Cybersecurity firm CrowdStrike has scrambled to roll back a detection logic update that caused its endpoint agent for Windows – in the company’s own words – to “consume 100%” of a machine's CPU core.
One customer alleged that the bug had bricked tens of thousands of endpoints across a hospital group’s IT estate. They claimed in a now-deleted and panicked-sounding post on Reddit that as some machines are being used for surgery “we cannot reboot them without killing patients.”
The Stack could not independently verify that allegation, but CrowdStrike has now confirmed the bug and its impact in a customer advisory that notes – in what is a deeply frustrating outcome for many users – that a fix requires system rebooting; something administrators overseeing machines running 24/7 or mission-critical workloads cannot easily do.
It told customers, in a gated note seen by The Stack, that “on June 26, 2024 at 8:27 PM ET (2024-06-27 @ 0027 UTC), CrowdStrike released a detection logic update for the Memory Scanning prevention policy capability found in the Falcon sensor for Windows. This logic exposed a bug in Memory Scanning that exists in sensor versions 7.15 and earlier. The result of the bug is a logic error in the CsFalconService that can cause the Falcon sensor for Windows to consume 100% of a single CPU core.
See also: Microsoft roasted over “cascade of security failures” – authentication system utterly broken
It added: “Note: This is 100% of a single core.
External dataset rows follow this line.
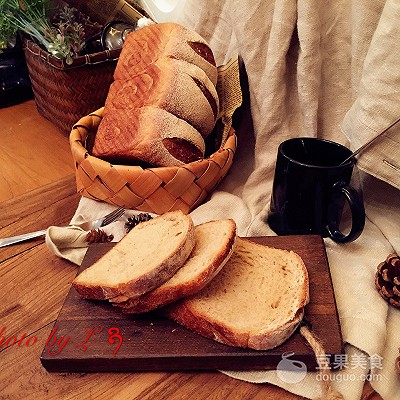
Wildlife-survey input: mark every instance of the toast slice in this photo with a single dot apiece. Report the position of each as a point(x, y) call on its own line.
point(215, 241)
point(145, 258)
point(256, 301)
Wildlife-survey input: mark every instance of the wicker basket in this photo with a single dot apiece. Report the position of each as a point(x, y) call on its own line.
point(65, 93)
point(155, 190)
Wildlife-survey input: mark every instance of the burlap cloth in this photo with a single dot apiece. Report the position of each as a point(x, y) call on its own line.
point(326, 69)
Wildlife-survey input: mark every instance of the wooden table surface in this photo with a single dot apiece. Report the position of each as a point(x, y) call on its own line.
point(34, 283)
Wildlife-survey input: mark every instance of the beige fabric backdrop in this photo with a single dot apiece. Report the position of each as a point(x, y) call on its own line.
point(321, 69)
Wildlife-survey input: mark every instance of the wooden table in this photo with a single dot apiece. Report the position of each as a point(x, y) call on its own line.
point(34, 284)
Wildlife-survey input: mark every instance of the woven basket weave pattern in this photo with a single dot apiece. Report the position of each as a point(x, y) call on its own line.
point(156, 190)
point(66, 93)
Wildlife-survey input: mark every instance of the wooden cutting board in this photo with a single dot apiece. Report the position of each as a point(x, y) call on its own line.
point(95, 336)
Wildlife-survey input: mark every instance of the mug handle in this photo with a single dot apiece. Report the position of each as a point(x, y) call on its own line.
point(357, 214)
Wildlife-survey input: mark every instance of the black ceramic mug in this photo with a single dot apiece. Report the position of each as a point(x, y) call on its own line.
point(310, 190)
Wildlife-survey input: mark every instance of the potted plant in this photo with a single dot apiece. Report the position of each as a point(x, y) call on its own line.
point(69, 78)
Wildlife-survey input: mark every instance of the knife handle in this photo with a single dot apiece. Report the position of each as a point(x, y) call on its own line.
point(21, 238)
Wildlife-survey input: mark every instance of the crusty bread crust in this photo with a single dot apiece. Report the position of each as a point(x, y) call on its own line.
point(101, 289)
point(145, 46)
point(196, 313)
point(169, 291)
point(164, 67)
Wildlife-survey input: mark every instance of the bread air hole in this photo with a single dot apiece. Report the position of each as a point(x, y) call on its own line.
point(182, 149)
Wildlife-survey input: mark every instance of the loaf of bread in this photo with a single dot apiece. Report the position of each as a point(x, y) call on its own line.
point(256, 301)
point(149, 255)
point(161, 67)
point(215, 241)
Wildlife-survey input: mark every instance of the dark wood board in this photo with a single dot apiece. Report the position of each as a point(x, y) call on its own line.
point(81, 338)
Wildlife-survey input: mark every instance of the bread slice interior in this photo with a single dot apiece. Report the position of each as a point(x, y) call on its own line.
point(257, 300)
point(215, 241)
point(145, 258)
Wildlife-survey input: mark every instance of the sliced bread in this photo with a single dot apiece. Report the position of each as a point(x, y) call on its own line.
point(145, 258)
point(215, 242)
point(256, 301)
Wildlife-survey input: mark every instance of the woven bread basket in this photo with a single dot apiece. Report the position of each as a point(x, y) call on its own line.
point(64, 93)
point(156, 190)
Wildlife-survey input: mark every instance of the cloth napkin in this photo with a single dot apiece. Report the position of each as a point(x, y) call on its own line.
point(310, 67)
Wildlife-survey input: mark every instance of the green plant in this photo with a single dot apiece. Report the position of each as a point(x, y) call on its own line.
point(28, 16)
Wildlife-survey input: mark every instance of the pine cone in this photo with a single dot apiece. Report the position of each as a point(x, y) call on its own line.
point(98, 236)
point(387, 279)
point(137, 219)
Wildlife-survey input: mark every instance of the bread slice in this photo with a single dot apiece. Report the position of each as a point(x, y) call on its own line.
point(215, 241)
point(256, 301)
point(145, 258)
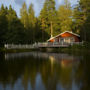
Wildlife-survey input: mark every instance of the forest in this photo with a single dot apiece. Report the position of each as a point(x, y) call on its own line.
point(28, 29)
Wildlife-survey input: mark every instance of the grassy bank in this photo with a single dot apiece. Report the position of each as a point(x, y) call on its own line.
point(75, 49)
point(16, 50)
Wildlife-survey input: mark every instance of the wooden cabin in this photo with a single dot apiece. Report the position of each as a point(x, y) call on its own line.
point(65, 37)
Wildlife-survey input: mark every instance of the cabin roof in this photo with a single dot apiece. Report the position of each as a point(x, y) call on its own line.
point(63, 33)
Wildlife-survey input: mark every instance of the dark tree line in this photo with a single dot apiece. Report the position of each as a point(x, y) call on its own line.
point(30, 29)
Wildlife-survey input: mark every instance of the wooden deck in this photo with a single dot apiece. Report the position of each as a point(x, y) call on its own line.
point(41, 45)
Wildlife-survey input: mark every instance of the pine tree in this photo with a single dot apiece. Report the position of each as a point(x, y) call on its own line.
point(3, 25)
point(65, 16)
point(48, 15)
point(85, 8)
point(24, 15)
point(32, 22)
In an 8-core system for example, an additional 12.5% of unexpected total CPU load would be experienced. CrowdStrike has rolled back the detection logic update.
“On hosts where the increased CPU usage results in significantly impacted system performance, sensor functionality may be degraded. We recommend rebooting immediately to ensure normal operations.
“Windows hosts can be fully remediated by rebooting the system. We recommend you take this step if possible. DO NOT attempt to upgrade, downgrade or uninstall the sensor without first rebooting the host, as: An attempted sensor upgrade will not address the issue, and the upgrade will fail as upgrade process is locked Disabling/reenabling the Memory Scanning prevention policy will not address the issue,” its advisory said.
One security professional empathised on X but noted the importance of testing updates on one machine “before rolling out to the whole fleet…” Critics meanwhile said the onus was on CrowdStrike to test its updates more robustly before deploying them to its extensive customer base.
The bug, however short-lived and swiftly rolled back, will frustrate executives over reputational impact after an impressive run of results that saw ARR grow 33% year-on-year to $3.65 billion, June 4 earnings showed.
CrowdStrike has been growing bullishly and taking market share from Microsoft in the wake of a string of damaging incidents at Redmond. (Microsoft's incidents were based on poor security practices and several breaches rather than bugs impacting downstream customer performance.)
As CrowdStrike’s CEO George Kurtz said on its last earnings call: “Following yet another major Microsoft breach… we received an outpouring of requests from the market for help. We decided enough is enough, there's a widespread crisis of confidence among security and IT teams within the Microsoft security customer base.”
CrowdStrike told The Stack: "CrowdStrike is aware of and investigating customer reports of Falcon systems consuming higher than expected CPU. The issue has been identified and isolated and a fix has been deployed. This is not a security incident – customer systems remain protected. We are working with affected customers to resolve this matter as quickly as possible."